Some of those involved with behavioral health are concerned about the effectiveness of care and whether consumers can see results. Others are concerned more about the impact on the state’s budget and the efficiency of the LME-MCO model. Accountability encompasses some combination of these and other factors, though different parties disagree about the proper balance.
But the frequent consolidations of LMEs over the past decade have made it difficult to go back and monitor changes in spending, quality of care and efficacy, regardless of which priorities are assumed.
For example, the current seven LME-MCOs have only existed in their current forms since 2013. If one wanted to look back, whether it be at Smoky Mountain Center LME-MCO, Cardinal Innovations LME-MCO or Eastpointe LME-MCO, and examine past performance, one would have to examine the records of each of the former LMEs that consolidated in order to make the current LME-MCOs.
This brings up a question of consistency, according to Jack Register.

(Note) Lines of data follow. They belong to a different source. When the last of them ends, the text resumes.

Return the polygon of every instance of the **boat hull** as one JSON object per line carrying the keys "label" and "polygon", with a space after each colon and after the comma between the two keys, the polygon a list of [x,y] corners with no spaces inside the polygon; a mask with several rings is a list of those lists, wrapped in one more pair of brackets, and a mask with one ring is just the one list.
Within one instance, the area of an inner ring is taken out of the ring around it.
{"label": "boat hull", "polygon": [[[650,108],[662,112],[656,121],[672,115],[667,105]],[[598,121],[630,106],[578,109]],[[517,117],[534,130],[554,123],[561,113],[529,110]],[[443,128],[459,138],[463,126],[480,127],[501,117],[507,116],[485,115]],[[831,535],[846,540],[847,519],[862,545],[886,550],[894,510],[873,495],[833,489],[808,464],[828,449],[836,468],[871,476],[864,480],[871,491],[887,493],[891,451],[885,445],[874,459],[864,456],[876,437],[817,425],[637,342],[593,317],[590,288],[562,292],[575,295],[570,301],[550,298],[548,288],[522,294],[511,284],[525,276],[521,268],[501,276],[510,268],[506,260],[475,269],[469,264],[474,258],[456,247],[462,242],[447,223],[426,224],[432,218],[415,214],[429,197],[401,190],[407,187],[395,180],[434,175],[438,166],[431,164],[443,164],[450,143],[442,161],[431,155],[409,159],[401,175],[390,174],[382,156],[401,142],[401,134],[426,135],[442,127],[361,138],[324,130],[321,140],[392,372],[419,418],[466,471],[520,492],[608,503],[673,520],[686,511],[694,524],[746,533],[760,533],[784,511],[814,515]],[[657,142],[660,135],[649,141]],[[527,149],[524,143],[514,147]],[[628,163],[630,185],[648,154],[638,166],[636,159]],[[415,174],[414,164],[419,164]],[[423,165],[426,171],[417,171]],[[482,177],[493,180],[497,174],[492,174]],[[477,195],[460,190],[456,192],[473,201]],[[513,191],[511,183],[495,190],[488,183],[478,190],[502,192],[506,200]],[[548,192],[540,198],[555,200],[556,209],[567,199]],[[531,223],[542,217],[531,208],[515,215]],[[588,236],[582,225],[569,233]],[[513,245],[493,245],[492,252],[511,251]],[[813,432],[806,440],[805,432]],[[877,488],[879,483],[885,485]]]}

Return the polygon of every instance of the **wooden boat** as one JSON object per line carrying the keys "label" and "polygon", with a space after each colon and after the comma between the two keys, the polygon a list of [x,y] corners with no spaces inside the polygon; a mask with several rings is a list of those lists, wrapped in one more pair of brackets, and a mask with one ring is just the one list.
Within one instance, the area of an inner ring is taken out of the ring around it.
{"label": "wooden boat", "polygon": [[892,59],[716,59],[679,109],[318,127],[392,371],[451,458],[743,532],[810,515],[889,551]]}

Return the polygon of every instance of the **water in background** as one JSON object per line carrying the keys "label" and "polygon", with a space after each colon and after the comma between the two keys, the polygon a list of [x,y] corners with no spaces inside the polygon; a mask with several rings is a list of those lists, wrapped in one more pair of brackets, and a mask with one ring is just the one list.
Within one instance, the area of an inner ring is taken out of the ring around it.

“When we think about consistency of services, we (NAMI) always think about people’s stories first,” Register said. “But (the state’s) idea of consistency is cost. You could almost say that we’re talking in different languages.”
Dave Richard of DHHS said that the state has been consistent in that they are currently “following a plan that’s already been in place.”
“Secretary Rick Brajer’s commitment is to consolidate, because he believes that a larger, more sophisticated system is the answer to creating a strong system,” Richard said.
With regard to accountability, there are also questions about the level of oversight for providers. LME-MCOs are supposed to approve providers before they can begin receiving Medicaid reimbursements.
“Since mental-health reform started in the early 2000s, (Monarch provider network) has picked up 40 or 50 new (provider) companies,” Terhune said. “But only one program was doing a good job when we stepped in.”
Terhune said that she has “story after story” of the terrible conditions that some providers had when Monarch stepped in. One of the places smelled so badly of urine that her staff was forced to put all of its residents in hotels while it was cleaned.
“So,” she asked, “why are those providers allowed to be in business?”
The uncertain future
How long will LME-MCOs last in North Carolina?
Although no one knows for sure, 2023 is the year that experts like Cansler have their eyes on.
That’s because, in 2023, there’s a chance that – if certain factors are met – the state will outsource its entire Medicaid reimbursement program and have it be run by a corporation.
“It will depend on the upcoming election, and whatever happens in Washington,” Cansler said. “But it’s really all about whether we can convince (the Centers for Medicare & Medicaid Services) that we’ll have an integrated system.”
By “integrated system,” Cansler means a system that includes both behavioral and physical health care. As of now, Medicaid reimbursements for North Carolina’s physical health care still follows the national fee-for-service model. But, on June 1, Gov. McCrory sent the U.S. Centers for Medicare & Medicaid Services, or CMS, a request for waiver to integrate physical-health care with the behavioral-health care LME-MCO model. Observers told CPP they expect an initial answer from CMS next year, though that’s likely to lead to a period of negotiation between the state and federal authorities.
If approval ultimately comes through, Cansler said the state has 18 months to implement proposed changes. Those might be expected by mid-2019. The compromise legislation worked out by the state House and Senate would then trigger a four-year period for that combined system to operate.
The pace of all these anticipated shifts in the system should take the state to 2023, at which point lawmakers could put outsourcing in place.
Or whoever is running North Carolina by that time could instead put in place some yet unforeseen innovation to mental health services.